December 3rd. The outdoor lights from last year are in three separate bins in the basement. You know roughly where the front yard wireframe deer went. You have a mental picture of what the foyer garland looked like, but the specific product you bought for the garland hangers — the ones that gripped the bannister without scratching — is gone from memory. And next weekend you need to reproduce something close to what worked last year.

Without a record, you start from zero every year. Not entirely from zero — you remember the broad strokes — but all the implementation details that actually determined whether it looked right are gone. Which lights worked on the front gutter run and which burned out midway through January. What length of garland you needed for the stair rail. Whether the wreath you bought was the right diameter for the front door frame or whether it needed to be two inches larger.

The Location Grid as Organizational Layer

Environment (Interior vs. Exterior), Category (Lights, Ornaments, Garland, Tree, Wreath), and Orientation (Living Room, Foyer, Front of House, Front Yard, Fence, and five others) form a three-axis classification system for each decoration plan.

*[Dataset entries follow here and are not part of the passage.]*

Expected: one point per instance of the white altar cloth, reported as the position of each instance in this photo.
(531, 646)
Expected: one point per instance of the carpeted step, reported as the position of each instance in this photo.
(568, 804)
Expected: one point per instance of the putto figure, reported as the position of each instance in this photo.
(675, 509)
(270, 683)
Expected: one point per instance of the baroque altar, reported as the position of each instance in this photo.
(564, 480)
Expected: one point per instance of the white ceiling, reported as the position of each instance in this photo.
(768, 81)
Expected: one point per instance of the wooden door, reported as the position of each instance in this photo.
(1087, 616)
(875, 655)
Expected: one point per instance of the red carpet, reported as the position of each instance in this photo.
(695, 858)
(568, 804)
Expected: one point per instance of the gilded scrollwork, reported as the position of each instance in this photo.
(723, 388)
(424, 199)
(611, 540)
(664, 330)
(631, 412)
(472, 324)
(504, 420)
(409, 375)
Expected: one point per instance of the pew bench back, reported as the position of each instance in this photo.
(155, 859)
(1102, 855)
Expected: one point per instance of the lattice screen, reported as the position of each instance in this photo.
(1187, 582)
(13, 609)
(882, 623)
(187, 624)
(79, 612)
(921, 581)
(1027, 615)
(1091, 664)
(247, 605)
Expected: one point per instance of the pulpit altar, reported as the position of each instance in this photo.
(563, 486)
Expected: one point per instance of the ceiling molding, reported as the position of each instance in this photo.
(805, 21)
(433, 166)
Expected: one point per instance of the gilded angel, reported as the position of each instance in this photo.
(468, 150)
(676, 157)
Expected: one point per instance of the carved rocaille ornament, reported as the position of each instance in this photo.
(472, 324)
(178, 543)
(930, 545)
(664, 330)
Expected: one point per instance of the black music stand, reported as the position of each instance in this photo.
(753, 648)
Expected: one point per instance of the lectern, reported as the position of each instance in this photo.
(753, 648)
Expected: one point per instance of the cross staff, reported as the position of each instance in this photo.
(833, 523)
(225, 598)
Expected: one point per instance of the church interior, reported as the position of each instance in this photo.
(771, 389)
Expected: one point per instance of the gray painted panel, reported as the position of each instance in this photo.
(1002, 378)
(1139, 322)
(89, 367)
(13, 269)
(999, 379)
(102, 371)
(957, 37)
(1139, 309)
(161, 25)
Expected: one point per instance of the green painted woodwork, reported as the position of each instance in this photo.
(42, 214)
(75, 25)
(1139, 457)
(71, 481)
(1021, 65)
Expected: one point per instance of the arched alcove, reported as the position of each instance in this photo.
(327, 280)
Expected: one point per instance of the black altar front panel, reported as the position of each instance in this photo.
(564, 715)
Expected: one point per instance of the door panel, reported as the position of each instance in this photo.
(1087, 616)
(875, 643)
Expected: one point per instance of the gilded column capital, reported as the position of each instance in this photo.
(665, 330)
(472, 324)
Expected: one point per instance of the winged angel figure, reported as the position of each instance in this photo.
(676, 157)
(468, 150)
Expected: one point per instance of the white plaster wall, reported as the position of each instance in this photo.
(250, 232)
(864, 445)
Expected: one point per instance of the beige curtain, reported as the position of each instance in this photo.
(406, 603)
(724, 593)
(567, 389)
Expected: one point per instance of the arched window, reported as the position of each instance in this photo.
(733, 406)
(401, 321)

Filtering by Environment = Exterior gives you every outdoor installation. Filtering further by Category = Lights narrows to the exterior lighting plan specifically. You can see the front gutter run entry, the fence outline entry, and the front yard accent lighting entry as separate records, each with their own Material List and Shopping List, each with their own project photos from the previous year.

This is the record you look at when you are standing in the lighting aisle at Home Depot trying to remember whether you used C7 or C9 bulbs on the roofline. The photo from last year's Orientation = Front of House, Category = Lights record shows you exactly what bulb style and spacing you used, and the Material List tells you how many strands you needed.

The Four-Photo Documentation System

Each record holds four project images with independent description fields. This is enough to document: pre-installation state, in-progress, completed installation, and a detail shot of the specific connection or attachment method that is always the part you forget.

The Foyer garland record with Image 1 showing the banister, Image 2 showing the garland attached at mid-span, Image 3 showing the completed run at full height, and Image 4 showing the specific clip style used — that four-image sequence means next year you can reproduce the installation without reverse-engineering the original process. The Image Description fields anchor what each photo shows, so you are not guessing which stage of installation a photograph captures.

Materials Needed as the Pre-Season Checklist

The Materials Needed flag — Yes or No — is the inventory status field that drives the Shopping List.

In November, open the database and filter Materials Needed = Yes. Every record where existing materials are insufficient, missing, or need replacement appears in the filtered list. That is your pre-season shopping list, already organized by location and category. You are not making a separate list from scratch — you are reading the flag you set when you packed the decorations away in January and noted that the living room wreath lights had failed.

The Shopping List field on each record is distinct from the Material List. Material List is what you own and are using. Shopping List is what you need to acquire. Keeping them separate means the shopping trip to the store does not require cross-referencing the inventory with the gaps.

The Description field is where the design intent lives: "front yard deer facing toward the house with spotlight from left, warm white LED only, no colored lights in front yard." That captures the aesthetic decision that makes next year's installation look intentional rather than improvised.